Segundo o governo grego, a decisão é baseada no aumento de casos de ansiedade, distúrbios do sono e no caráter considerado viciante das redes sociais. A proposta também busca antecipar uma regulamentação mais ampla no âmbito da União Europeia, com a intenção de influenciar outros países do bloco a adotarem medidas semelhantes.

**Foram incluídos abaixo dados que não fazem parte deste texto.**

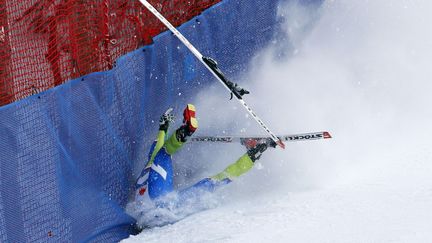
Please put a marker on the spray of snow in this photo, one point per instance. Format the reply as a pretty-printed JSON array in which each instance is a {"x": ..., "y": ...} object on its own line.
[{"x": 362, "y": 72}]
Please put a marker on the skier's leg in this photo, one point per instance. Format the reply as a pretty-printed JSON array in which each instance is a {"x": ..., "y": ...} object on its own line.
[
  {"x": 230, "y": 173},
  {"x": 180, "y": 136},
  {"x": 160, "y": 179}
]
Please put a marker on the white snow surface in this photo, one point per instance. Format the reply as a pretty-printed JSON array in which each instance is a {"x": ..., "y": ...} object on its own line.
[{"x": 363, "y": 72}]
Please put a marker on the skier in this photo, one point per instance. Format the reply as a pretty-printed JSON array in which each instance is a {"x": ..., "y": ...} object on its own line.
[{"x": 156, "y": 179}]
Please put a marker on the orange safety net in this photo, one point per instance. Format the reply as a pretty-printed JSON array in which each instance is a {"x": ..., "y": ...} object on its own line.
[{"x": 44, "y": 43}]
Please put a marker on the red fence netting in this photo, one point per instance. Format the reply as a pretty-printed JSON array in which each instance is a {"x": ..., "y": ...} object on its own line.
[{"x": 44, "y": 43}]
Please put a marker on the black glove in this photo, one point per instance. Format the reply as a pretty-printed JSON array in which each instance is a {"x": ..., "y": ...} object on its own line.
[{"x": 165, "y": 120}]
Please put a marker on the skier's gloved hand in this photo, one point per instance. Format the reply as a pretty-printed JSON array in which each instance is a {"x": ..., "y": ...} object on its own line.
[
  {"x": 166, "y": 119},
  {"x": 236, "y": 88},
  {"x": 240, "y": 90}
]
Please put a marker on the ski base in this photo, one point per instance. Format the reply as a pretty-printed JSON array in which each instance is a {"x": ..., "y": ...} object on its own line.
[{"x": 285, "y": 138}]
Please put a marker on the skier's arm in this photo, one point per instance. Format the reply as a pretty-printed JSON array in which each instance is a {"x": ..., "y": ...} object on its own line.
[{"x": 164, "y": 122}]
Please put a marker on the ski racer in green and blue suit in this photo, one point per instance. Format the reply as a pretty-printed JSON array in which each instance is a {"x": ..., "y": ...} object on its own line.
[{"x": 156, "y": 179}]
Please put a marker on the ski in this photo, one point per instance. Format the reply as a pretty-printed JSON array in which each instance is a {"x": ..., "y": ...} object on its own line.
[
  {"x": 214, "y": 69},
  {"x": 243, "y": 140}
]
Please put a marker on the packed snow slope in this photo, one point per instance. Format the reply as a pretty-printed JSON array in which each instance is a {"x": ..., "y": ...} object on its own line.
[{"x": 362, "y": 72}]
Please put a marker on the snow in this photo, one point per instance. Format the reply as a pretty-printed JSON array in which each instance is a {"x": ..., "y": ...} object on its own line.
[{"x": 363, "y": 73}]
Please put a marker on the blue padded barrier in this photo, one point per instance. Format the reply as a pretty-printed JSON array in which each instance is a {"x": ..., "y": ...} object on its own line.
[{"x": 67, "y": 155}]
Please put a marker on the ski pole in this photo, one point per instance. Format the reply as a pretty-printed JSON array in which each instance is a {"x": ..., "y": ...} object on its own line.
[{"x": 213, "y": 68}]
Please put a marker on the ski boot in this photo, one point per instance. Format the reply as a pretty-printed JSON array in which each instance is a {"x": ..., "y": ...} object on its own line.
[
  {"x": 190, "y": 124},
  {"x": 256, "y": 146},
  {"x": 180, "y": 136}
]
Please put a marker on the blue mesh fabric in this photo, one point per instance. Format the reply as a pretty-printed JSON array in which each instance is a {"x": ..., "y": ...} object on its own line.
[{"x": 67, "y": 154}]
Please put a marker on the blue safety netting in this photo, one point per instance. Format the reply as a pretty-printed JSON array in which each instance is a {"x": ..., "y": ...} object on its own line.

A iniciativa conta com apoio popular. Pesquisa divulgada em fevereiro indicou que cerca de 80% da população é favorável à restrição. Nos últimos anos, o país já vinha adotando ações voltadas ao controle do uso de tecnologia por jovens, como a proibição do uso de celulares em escolas e a criação de ferramentas de controle parental para limitar o tempo de tela.
A nova regra exigirá que plataformas digitais implementem mecanismos capazes de restringir o acesso por faixa etária. Caso não cumpram as determinações, as empresas poderão ser penalizadas com base na Lei de Serviços Digitais da União Europeia, que prevê multas de até 6% do faturamento global.
Experiências semelhantes já foram adotadas em outros países. A Austrália tornou-se a primeira nação a proibir o uso de redes sociais por menores de 16 anos, medida que afeta plataformas como TikTok, Instagram, Facebook e YouTube. Empresas do setor manifestaram preocupação com a eficácia das restrições, mas indicaram que devem cumprir as exigências legais.
O governo grego afirma que, além das plataformas, os pais terão papel fundamental na implementação da medida, auxiliando na supervisão do acesso de crianças e adolescentes ao ambiente digital.